Re: CPU excessively long times between frequency scaling driver calls - bisected

"Paul E. McKenney" <paulmck@xxxxxxxxxx> · Fri, 4 Mar 2022 08:23:23 -0800

On Fri, Mar 04, 2022 at 01:13:44PM +0800, Feng Tang wrote:
> On Thu, Mar 03, 2022 at 01:02:01PM +0100, Rafael J. Wysocki wrote:
> > On Thu, Mar 3, 2022 at 6:27 AM Feng Tang <feng.tang@xxxxxxxxx> wrote:
> > >
> > > On Tue, Mar 01, 2022 at 08:06:24PM -0800, Doug Smythies wrote:
> > > > On Tue, Mar 1, 2022 at 9:34 AM Rafael J. Wysocki <rafael@xxxxxxxxxx> wrote:
> > > > >
> > > > > I guess the numbers above could be reduced still by using a P-state
> > > > > below the max non-turbo one as a limit.
> > > >
> > > > Yes, and for a test I did "rjw-3".
> > > >
> > > > > > overruns: 1042.
> > > > > > max overrun time: 9,769 uSec.
> > > > >
> > > > > This would probably get worse then, though.
> > > >
> > > > Yes, that was my expectation, but not what happened.
> > > >
> > > > rjw-3:
> > > > ave: 3.09 watts
> > > > min: 3.01 watts
> > > > max: 31.7 watts
> > > > ave freq: 2.42 GHz.
> > > > overruns: 12. (I did not expect this.)
> > > > Max overruns time: 621 uSec.
> > > >
> > > > Note 1: IRQ's increased by 74%. i.e. it was going in
> > > > and out of idle a lot more.
> > > >
> > > > Note 2: We know that processor package power
> > > > is highly temperature dependent. I forgot to let my
> > > > coolant cool adequately after the kernel compile,
> > > > and so had to throw out the first 4 power samples
> > > > (20 minutes).
> > > >
> > > > I retested both rjw-2 and rjw-3, but shorter tests
> > > > and got 0 overruns in both cases.
> > >
> > > One thought is can we consider trying the previous debug patch of
> > > calling the util_update when entering idle (time limited).
> > >
> > > In current code, the RT/CFS/Deadline class all have places to call
> > > cpufreq_update_util(), the patch will make sure it is called in all
> > > four classes, also it follows the principle of 'schedutil' of not
> > > introducing more system cost. And surely I could be missing some
> > > details here.
> > >
> > > Following is a cleaner version of the patch, and the code could be
> > > moved down to the internal loop of
> > >
> > >         while (!need_resched()) {
> > >
> > >         }
> > >
> > > Which will make it get called more frequently.
> > 
> > It will, but it's not necessary in all cases.  It only is necessary if
> > the tick is going to be stopped (because the tick will update the
> > P-state governor anyway if it runs).  However, at this point you don't
> > know what's going to happen to the tick.
> > 
> > Moreover, updating the P-state governor before going idle doesn't
> > really help,
> 
> >From Doug's previous test, the power consumption and the delay
> both improved with the debug patch.
> 
> > because the P-state programmed by it at this point may
> > very well be stale after getting out of the idle state, so instead of
> > doing a full update at this point, it should force a low P-state on
> > the way from idle.
> 
> Makes sense.
> 
> Paul has asked about the timer interupts, and here is some more info,
> when there is no active load in system, the longest interval of 4
> seconds between 2 timer interrupts comes from the kernel watchdog
> for hardware/software lockup detector, and every CPU will have this
> timer, which limits the maximum cpu idle duration to be 4 seconds.

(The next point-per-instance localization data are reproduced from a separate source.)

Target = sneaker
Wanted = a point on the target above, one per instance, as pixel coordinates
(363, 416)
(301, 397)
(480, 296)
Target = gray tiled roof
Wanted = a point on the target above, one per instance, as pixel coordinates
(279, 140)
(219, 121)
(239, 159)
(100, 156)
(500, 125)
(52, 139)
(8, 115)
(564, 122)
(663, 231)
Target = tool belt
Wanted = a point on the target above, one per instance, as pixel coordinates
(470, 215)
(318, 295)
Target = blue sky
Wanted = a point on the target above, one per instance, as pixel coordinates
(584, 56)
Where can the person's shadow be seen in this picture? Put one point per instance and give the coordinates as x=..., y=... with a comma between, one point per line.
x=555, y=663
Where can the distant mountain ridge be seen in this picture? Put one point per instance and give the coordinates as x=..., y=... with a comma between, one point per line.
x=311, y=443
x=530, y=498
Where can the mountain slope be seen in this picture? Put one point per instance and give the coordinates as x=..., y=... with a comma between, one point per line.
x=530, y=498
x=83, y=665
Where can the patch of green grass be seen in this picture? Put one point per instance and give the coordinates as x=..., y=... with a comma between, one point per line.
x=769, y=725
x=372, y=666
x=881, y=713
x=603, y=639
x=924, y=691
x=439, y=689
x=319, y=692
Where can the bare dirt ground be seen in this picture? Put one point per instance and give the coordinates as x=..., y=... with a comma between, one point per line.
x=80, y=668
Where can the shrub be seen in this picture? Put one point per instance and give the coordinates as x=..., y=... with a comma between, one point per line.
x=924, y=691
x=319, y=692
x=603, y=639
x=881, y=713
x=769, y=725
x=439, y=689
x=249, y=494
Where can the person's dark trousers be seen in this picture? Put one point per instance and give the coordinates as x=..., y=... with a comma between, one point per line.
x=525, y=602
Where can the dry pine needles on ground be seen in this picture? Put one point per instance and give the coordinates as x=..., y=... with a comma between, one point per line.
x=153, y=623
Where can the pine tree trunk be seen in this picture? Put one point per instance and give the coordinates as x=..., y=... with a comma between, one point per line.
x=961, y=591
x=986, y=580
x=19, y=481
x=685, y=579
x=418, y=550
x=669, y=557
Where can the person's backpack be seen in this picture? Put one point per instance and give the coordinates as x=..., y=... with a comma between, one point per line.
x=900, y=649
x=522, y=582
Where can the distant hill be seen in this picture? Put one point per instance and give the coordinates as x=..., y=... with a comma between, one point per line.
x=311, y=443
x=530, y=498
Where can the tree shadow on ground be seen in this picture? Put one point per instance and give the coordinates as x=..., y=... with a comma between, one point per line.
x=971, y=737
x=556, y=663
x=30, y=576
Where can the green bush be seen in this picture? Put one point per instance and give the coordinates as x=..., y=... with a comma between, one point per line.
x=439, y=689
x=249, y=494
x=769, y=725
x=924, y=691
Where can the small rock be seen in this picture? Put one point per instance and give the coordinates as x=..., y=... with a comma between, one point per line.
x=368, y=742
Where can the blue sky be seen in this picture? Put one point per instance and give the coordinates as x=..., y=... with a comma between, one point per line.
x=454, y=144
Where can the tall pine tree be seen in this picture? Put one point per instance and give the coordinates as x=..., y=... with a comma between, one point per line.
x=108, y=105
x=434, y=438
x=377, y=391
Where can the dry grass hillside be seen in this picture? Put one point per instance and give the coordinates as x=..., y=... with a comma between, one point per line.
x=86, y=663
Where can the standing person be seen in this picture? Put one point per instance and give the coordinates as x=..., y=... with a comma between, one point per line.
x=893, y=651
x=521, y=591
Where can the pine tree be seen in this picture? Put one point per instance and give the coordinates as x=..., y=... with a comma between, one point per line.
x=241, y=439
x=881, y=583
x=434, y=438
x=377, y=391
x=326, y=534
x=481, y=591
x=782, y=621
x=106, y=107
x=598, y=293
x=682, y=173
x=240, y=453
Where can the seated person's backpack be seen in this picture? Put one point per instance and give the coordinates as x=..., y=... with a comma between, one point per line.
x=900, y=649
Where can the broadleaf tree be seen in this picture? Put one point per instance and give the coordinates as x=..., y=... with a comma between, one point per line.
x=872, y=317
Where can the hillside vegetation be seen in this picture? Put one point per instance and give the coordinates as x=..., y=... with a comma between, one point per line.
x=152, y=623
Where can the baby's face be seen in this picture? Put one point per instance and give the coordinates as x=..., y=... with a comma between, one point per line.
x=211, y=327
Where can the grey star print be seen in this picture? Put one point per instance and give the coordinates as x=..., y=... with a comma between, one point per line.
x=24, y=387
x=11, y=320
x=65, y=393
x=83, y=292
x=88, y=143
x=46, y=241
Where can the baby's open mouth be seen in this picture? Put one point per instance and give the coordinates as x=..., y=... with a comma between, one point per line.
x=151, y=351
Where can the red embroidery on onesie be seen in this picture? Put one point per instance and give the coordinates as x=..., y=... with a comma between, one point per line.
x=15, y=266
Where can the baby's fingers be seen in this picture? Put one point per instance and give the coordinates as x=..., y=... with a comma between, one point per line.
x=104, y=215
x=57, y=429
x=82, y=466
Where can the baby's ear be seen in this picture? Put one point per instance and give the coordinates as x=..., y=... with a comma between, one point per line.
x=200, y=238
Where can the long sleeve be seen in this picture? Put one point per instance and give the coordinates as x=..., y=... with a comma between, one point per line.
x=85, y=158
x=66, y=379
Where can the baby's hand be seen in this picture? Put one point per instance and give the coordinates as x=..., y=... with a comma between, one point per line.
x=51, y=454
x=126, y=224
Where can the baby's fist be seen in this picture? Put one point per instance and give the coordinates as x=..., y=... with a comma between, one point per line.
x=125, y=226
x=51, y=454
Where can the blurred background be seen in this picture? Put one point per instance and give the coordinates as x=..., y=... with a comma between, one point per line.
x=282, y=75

And thank you for the info!  One way to reduce this overhead is to boot
with the watchdog_thresh kernel-boot parameter set to some value greater
than 10.  The downside is that HW/FW/NMI catastrophes will need to last
for more than 10 seconds before the system complains.  One approach
is to run with a small watchdog_thresh during testing and a larger one
in production.

							Thanx, Paul

> > > ---
> > >
> > > diff --git a/kernel/sched/idle.c b/kernel/sched/idle.c
> > > index d17b0a5ce6ac..e12688036725 100644
> > > --- a/kernel/sched/idle.c
> > > +++ b/kernel/sched/idle.c
> > > @@ -258,15 +258,23 @@ static void cpuidle_idle_call(void)
> > >   *
> > >   * Called with polling cleared.
> > >   */
> > > +DEFINE_PER_CPU(u64, last_util_update_time);    /* in jiffies */
> > >  static void do_idle(void)
> > >  {
> > >         int cpu = smp_processor_id();
> > > +       u64 expire;
> > >
> > >         /*
> > >          * Check if we need to update blocked load
> > >          */
> > >         nohz_run_idle_balance(cpu);
> > >
> > > +       expire = __this_cpu_read(last_util_update_time) + HZ * 3;
> > > +       if (unlikely(time_is_before_jiffies((unsigned long)expire))) {
> > > +               cpufreq_update_util(this_rq(), 0);
> > 
> > And quite frankly I'm not sure if running cpufreq_update_util() from
> > here is safe.
> 
> I had that concern too :). Do you mean this is called when the local
> irq is enabled, and could be interrupted causing some issue?
> 
> Thanks,
> Feng
> 
> > > +               __this_cpu_write(last_util_update_time, get_jiffies_64());
> > > +       }
> > > +
> > >         /*
> > >          * If the arch has a polling bit, we maintain an invariant:
> > >          *
> > >